2007-10-30-pelosi.jpgAccording to sources involved in Democratic Iraq strategy, the party's leadership is likely to pursue smaller victories - such as stricter benchmarks, a shift in troop focus, and greater war-contracting oversight - while simultaneously putting the Republicans on record as not supporting an end to the war. The $196 billion supplemental request by the Bush administration, which is slated to be considered by Congress early next year, represents the next battleground for a legislative confrontation.

"The whole problem has always been votes," a prominent Hill staffer told the Huffington Post. "Politically the Democratic leadership would like to have a showdown where the president has to continually veto a bill that will end the war...Eventually, however, some funding will have to get passed. We are not just going to leave them out there."

According to one high-ranking Capitol Hill aide, there were at least three reasons why Democratic leaders pushed off considering the supplemental bill until next year: there was ample money to continue funding the war, there was a desire to wait out the presidential primaries, and the party leadership, at this point in time, didn't think it could push through anything with a troop withdrawal attached. The latter issue, some predict, likely cannot be solved with time.

"In general, we feel that there is a limit to what Congress can do when it comes to ending the Iraq war," Matt Bennett, vice president of Third Way, a moderate Democratic think tank told the Huffington Post. "Bush has been ridiculous in his rhetoric but at the end of the day you have to supply the money."

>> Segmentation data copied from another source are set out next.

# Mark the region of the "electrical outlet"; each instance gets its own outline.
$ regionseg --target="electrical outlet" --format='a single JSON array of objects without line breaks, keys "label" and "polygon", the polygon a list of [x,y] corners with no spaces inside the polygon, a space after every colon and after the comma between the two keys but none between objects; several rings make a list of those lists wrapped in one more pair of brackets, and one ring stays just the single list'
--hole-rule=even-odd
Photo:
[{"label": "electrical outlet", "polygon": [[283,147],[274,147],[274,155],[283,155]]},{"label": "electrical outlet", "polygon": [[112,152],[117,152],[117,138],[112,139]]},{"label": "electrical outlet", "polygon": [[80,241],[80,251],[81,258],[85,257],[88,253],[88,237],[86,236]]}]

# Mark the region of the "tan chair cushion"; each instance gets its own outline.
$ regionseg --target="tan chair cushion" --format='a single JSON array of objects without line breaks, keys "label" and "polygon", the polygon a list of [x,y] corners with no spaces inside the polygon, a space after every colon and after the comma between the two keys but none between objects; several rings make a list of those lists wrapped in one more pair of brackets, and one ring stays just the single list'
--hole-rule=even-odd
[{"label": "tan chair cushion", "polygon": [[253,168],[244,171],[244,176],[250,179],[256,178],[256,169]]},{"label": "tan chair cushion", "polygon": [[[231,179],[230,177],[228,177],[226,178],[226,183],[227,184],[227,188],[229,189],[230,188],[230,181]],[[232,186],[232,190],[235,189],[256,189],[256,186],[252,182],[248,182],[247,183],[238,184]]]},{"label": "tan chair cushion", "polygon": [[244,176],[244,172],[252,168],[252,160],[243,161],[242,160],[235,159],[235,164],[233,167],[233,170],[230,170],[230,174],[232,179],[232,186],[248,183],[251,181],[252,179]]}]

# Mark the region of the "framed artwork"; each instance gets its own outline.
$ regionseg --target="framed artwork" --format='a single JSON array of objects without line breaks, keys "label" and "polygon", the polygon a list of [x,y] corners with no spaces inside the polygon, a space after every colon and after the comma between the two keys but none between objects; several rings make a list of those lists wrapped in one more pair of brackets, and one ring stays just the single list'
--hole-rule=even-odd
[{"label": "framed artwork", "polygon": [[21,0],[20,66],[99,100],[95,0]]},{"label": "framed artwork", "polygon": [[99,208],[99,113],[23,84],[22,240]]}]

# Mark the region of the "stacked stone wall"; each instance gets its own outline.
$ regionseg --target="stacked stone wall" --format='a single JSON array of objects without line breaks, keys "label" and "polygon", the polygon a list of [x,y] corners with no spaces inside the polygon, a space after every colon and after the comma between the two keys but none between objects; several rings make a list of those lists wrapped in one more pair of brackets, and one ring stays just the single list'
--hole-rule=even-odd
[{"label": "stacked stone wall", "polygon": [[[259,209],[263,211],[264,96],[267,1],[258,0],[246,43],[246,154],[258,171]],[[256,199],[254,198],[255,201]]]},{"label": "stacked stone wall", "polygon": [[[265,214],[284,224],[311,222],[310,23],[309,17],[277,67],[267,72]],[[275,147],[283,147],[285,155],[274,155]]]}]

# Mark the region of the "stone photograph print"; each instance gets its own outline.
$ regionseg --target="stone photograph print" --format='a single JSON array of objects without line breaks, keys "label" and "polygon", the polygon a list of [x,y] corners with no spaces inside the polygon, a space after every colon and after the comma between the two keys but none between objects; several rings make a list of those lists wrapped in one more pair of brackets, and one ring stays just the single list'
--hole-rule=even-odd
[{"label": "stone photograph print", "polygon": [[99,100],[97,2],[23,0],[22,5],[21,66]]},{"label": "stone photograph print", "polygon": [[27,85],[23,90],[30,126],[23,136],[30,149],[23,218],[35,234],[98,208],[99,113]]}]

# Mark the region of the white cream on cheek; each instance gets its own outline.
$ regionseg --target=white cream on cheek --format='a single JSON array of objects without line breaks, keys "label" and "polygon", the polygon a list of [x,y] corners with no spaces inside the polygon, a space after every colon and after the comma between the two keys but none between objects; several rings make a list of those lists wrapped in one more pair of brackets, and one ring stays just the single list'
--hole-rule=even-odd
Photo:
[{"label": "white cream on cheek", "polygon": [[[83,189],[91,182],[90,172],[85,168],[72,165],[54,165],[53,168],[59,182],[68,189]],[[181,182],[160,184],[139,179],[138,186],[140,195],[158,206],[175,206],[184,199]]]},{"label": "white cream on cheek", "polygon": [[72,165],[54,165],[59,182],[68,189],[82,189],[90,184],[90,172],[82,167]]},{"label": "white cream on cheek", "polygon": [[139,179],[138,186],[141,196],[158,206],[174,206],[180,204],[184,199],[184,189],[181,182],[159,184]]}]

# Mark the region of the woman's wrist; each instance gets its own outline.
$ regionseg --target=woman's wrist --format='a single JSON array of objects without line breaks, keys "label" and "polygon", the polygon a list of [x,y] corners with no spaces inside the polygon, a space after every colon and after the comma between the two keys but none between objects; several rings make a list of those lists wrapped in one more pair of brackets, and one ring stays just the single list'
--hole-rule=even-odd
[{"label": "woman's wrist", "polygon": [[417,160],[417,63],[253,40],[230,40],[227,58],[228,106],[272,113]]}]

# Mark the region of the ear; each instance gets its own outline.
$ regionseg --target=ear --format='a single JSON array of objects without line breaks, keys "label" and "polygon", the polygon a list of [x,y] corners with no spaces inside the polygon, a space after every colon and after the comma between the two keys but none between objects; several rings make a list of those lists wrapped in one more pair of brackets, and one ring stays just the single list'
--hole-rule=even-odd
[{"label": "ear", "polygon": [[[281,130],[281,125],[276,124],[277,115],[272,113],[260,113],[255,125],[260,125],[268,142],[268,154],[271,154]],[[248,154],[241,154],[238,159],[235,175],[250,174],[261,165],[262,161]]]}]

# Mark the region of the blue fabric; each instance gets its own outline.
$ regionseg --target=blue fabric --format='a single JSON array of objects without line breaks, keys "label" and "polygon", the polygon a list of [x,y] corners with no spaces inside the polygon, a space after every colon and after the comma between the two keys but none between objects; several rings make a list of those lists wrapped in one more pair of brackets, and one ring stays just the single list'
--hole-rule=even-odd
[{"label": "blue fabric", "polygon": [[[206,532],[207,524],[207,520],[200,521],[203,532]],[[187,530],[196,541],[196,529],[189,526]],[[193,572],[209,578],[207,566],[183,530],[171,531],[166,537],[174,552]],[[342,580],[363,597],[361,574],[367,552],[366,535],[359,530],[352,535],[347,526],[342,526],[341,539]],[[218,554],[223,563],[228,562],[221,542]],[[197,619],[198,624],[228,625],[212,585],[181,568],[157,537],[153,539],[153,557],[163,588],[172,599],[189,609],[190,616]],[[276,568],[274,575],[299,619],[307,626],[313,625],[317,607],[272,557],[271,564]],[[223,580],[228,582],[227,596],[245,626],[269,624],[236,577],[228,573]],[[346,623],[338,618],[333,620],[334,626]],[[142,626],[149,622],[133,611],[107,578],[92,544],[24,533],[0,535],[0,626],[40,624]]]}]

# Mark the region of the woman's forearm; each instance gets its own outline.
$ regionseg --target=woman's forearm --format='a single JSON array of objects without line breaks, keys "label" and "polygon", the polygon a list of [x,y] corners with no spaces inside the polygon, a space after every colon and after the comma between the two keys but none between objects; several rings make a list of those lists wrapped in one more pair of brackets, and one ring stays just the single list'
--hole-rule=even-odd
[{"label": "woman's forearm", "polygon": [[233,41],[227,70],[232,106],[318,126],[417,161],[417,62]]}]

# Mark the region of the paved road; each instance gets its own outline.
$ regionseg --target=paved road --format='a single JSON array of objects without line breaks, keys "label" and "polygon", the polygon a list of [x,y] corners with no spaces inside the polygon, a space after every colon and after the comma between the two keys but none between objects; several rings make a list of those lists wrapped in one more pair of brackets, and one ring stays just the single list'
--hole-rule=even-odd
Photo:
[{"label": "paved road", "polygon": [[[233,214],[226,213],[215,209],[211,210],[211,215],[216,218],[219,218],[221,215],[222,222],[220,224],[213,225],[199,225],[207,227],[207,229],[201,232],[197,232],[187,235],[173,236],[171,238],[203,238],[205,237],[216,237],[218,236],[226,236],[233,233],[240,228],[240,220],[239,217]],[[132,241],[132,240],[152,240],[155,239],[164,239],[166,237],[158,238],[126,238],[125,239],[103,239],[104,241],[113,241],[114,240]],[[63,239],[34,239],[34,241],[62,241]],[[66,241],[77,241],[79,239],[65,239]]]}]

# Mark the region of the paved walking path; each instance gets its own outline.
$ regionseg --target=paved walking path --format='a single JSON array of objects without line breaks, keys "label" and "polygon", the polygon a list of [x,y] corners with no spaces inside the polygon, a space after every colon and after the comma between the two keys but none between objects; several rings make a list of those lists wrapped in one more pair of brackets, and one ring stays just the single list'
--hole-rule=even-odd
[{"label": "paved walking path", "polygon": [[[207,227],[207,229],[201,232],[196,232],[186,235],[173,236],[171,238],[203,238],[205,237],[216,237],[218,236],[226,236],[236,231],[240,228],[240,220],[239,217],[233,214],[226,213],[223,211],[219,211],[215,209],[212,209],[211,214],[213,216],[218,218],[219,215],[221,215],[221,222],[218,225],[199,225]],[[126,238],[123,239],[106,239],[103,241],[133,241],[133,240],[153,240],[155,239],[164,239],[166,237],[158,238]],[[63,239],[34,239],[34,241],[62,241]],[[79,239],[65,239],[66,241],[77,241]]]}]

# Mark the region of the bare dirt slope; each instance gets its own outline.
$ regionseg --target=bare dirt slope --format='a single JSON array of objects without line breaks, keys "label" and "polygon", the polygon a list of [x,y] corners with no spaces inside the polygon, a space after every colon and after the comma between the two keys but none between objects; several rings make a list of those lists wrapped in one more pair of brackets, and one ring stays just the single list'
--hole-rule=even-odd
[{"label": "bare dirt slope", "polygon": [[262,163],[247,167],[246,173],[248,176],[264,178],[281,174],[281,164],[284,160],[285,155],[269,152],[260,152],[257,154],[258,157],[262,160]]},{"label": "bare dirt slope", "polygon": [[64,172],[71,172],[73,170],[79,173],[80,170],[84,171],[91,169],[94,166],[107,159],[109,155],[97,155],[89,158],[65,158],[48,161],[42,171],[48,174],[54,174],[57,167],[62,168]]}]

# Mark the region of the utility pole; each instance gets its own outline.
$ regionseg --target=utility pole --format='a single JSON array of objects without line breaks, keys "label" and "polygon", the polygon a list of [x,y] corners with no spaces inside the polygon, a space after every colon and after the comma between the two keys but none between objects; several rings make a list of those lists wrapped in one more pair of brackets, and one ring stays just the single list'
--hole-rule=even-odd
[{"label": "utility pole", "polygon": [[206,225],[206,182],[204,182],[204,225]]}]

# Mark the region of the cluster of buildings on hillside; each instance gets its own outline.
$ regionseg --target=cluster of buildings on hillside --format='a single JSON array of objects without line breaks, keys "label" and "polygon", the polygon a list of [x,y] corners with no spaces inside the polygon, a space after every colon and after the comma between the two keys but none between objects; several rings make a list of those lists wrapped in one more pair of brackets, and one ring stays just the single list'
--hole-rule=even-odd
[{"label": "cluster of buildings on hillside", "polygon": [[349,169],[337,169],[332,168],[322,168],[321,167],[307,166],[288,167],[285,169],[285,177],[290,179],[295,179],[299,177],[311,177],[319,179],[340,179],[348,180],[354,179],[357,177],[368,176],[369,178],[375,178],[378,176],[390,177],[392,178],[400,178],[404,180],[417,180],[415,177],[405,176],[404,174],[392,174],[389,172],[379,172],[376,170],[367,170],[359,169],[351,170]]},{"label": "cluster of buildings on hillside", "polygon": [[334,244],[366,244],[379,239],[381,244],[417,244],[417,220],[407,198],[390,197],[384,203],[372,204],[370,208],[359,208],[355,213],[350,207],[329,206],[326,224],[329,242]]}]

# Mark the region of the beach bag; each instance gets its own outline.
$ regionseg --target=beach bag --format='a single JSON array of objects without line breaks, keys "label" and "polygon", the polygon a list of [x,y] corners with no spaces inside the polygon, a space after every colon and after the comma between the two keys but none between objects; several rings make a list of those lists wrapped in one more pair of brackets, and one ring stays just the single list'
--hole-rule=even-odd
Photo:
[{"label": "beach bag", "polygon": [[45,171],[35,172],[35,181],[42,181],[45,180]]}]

Indeed, privately and increasingly publicly, those who follow Iraq policy see few levers beyond another veto showdown with Bush that the Democrats can pull. Republicans, they note, were either buoyed or kept in line by last month's testimony of Gen. David Petreaus, while Democrats were more-or-less stymied in their attempts to gain new allies on forcing a troop drawdown. Without the votes and with Republican criticism of Iraq proving far more rhetorical than substantive, the consensus is emerging that the war will not end with Bush in office.

"What makes this so difficult is that there were two elections. American got the first one wrong and the second one right. But the 2006 election can't undo 2004 and George Bush is still commander in chief," Allan Rivlin, a partner with Peter D. Hart Research Associates, told the Huffington Post.

Not everyone is convinced that, going forward, Democrats should use the supplemental to focus on the low-hanging fruit (benchmarks, investigations into war-contracting, etc...). With polls showing a strong majority favors withdrawal from Iraq, war critics are imploring congressional Democrats to insist that money only be allocated for ending the war.

"The time to lay down the gauntlet is upon us," Tom Andrews, national director of Win Without War told the Huffington Post. "We must say we are going to put up the money only to get our soldiers out of Iraq.... And for members that are feeling paranoid that a vote against the funding the war will be misconstrued, we have to give these members the confidence that it will be just the opposition."

Privately, however, some Hill staffers and advisers acknowledge that the best hope the Democrats have for victory may be simply in putting the heat on vulnerable Republican members. In the mother-of-all ironies, as one appropriations expert posited, the GOP could introduce a measure to cut off funds for the war as a way of splintering a Democratic Party divided on the issue.

"If the Democrats refuse to bring it to the floor the Republicans can do it anyway," said Scott Lilly, a senior fellow at the left-leaning Center for American Progress. "By doing it, they are not trying to end the war. They are trying to destroy the political alliance that could hopefully, at some point, bring an end to the war."